The DeskCycle was the clear winner in this metric. This simple machine required minimal assembly and was ready to ride in approximately 15 minutes. Once assembled, it takes up less than a quarter of the space of the full-size competition and is easy to move around thanks to its lightweight and portable size. The next highest-rated model in this metric was the Exerpeutic Folding Upright. At 45 minutes, it took us three times longer to assemble than the DeskCycle, but it required fewer steps and was easier than the rest of the competition. At just 41 lbs, it's also one of the lightest models we tested, plus it conveniently folds to reduce its footprint for storage. We feel it is an excellent option for those who may be limited on space.

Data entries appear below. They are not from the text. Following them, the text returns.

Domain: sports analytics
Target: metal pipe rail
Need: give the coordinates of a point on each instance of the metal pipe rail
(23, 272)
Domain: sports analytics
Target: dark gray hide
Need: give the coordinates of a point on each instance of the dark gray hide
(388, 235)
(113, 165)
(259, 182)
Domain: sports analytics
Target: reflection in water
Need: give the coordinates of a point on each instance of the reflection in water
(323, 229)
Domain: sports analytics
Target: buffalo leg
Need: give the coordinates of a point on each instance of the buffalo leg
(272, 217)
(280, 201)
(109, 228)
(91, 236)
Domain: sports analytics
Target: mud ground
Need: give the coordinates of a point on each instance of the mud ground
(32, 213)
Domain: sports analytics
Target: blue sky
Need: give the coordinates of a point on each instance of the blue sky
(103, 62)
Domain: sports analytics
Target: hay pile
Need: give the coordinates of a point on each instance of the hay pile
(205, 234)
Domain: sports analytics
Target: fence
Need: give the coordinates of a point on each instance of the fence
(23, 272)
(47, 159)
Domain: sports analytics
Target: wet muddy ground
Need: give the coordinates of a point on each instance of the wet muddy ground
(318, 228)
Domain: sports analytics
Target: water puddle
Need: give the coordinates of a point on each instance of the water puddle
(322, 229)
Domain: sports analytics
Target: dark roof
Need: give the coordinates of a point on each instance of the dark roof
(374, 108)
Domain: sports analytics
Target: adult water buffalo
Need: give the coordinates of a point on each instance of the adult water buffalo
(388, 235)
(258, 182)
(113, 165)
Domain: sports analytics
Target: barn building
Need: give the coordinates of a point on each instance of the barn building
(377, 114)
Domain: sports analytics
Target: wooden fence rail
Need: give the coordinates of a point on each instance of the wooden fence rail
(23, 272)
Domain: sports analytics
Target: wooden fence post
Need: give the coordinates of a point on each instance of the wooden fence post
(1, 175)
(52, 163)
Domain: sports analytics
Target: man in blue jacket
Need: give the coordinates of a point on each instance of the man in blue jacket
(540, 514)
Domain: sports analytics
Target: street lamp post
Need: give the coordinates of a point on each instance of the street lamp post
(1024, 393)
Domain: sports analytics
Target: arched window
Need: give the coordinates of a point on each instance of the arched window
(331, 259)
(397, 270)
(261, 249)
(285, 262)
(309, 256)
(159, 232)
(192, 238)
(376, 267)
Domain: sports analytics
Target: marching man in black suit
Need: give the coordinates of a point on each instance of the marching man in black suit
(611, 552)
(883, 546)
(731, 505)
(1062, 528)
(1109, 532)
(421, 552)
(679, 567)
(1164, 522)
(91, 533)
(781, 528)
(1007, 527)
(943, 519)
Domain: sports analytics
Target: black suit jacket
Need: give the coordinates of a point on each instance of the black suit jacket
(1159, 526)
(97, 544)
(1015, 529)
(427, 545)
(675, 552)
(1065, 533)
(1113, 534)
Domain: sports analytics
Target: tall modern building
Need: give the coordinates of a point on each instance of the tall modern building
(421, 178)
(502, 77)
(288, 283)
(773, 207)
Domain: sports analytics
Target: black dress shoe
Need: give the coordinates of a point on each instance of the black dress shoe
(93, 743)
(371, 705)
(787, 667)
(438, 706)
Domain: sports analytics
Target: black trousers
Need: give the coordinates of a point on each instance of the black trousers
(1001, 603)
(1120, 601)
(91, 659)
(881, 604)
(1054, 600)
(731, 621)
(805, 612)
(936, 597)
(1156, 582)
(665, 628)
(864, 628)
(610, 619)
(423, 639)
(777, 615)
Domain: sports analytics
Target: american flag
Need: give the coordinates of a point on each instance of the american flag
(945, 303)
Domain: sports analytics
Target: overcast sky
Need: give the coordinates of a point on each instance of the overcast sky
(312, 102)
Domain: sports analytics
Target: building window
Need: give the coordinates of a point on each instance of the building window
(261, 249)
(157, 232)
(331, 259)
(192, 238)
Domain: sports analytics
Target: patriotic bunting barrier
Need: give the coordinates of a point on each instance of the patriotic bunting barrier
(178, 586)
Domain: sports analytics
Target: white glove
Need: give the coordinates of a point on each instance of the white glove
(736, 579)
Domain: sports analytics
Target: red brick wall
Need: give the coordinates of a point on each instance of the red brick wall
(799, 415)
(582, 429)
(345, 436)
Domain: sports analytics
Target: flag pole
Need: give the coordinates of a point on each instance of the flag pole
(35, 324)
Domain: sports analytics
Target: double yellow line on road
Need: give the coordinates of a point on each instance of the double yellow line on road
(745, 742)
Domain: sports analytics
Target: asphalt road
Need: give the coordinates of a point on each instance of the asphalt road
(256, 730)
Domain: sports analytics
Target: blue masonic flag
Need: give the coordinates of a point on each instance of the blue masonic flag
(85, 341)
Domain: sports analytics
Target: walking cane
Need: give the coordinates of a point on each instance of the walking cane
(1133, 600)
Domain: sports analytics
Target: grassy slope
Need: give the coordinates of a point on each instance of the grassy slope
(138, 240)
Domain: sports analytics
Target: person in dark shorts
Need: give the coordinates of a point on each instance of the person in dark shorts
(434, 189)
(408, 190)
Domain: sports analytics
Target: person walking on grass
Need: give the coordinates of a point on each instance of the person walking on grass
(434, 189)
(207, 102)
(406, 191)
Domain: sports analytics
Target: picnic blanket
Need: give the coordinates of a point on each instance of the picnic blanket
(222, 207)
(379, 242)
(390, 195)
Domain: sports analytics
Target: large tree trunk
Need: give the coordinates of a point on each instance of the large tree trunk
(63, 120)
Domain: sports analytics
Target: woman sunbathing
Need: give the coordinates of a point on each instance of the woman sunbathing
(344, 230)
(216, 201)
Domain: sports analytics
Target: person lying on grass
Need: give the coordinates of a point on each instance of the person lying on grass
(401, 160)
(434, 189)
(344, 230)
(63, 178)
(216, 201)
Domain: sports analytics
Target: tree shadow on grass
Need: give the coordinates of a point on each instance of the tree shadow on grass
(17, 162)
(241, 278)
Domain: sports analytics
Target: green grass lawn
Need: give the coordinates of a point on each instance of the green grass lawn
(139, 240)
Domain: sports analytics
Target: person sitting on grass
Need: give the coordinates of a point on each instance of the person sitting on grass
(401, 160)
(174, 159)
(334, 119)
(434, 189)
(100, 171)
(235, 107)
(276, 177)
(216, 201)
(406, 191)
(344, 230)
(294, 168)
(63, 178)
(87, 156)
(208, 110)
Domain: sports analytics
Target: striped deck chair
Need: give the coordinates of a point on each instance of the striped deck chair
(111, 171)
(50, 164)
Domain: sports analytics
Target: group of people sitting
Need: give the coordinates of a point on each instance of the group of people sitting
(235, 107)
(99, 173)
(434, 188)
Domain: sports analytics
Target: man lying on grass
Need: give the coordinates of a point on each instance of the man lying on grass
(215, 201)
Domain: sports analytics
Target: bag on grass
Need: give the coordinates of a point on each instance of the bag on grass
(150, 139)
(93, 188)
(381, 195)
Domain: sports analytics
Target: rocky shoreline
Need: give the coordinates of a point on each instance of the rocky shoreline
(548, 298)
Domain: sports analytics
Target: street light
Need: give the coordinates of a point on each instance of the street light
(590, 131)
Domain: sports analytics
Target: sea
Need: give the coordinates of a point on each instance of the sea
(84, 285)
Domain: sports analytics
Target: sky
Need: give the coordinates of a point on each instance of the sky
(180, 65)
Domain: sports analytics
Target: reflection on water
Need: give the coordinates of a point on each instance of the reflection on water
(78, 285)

The Yosuda also around 45 minutes to assemble. Unlike the Exerpeutic Folding model, however, it weighs nearly 69 lbs. It is still relatively easy to move around on its transport wheels, but it takes up a fair amount more space. The Echelon EX-3 and the Schwinn IC4 were both a bit more time consuming to assemble, plus they weigh a whopping 105 and 106 lbs, respectively. It's easy enough to move them around on their transport wheels, but lifting either of them up or down a flight of stairs is definitely a task for two people.
The Marcy Recumbent ME-709 and the Schwinn 130 Upright took about a full hour to assemble. The Schwinn tips the scales at 61 lbs, yet it is easy enough to move around on most floor surfaces by rolling it on its wheels. It doesn't collapse or fold for storage, but as an upright model, it has a significantly smaller footprint than a recumbent. The Marcy ME-709 is lightweight for a recumbent at just 54.2 lbs, although it has an inherently large footprint as well. That said, it is easier to move around and takes up less space than some other recumbent models when its length adjustment is fully compressed.
The Nautilus R614 Recumbent proved to have the most involved and time-consuming assembly process. While it wasn't incredibly difficult, it took an hour and 15 minutes to complete and was made slightly more challenging due to the machine's weight and shape. It was also one of the heaviest models we tested at 84.4 lbs, with the largest footprint. Moving it short distances wasn't too difficult thanks to its transport wheels, but this sizeable recumbent bike takes up a fair amount of space.
An exercise bike can be a great way to improve or maintain your health and fitness in the privacy of your own home or office. Whether you're just starting an exercise program to burn some calories, improve your cardiovascular fitness, or you're looking to do some more intense training, there are many excellent affordable options on the market to choose from. We hope this detailed comparative analysis helps you find the model that best suits your needs and budget.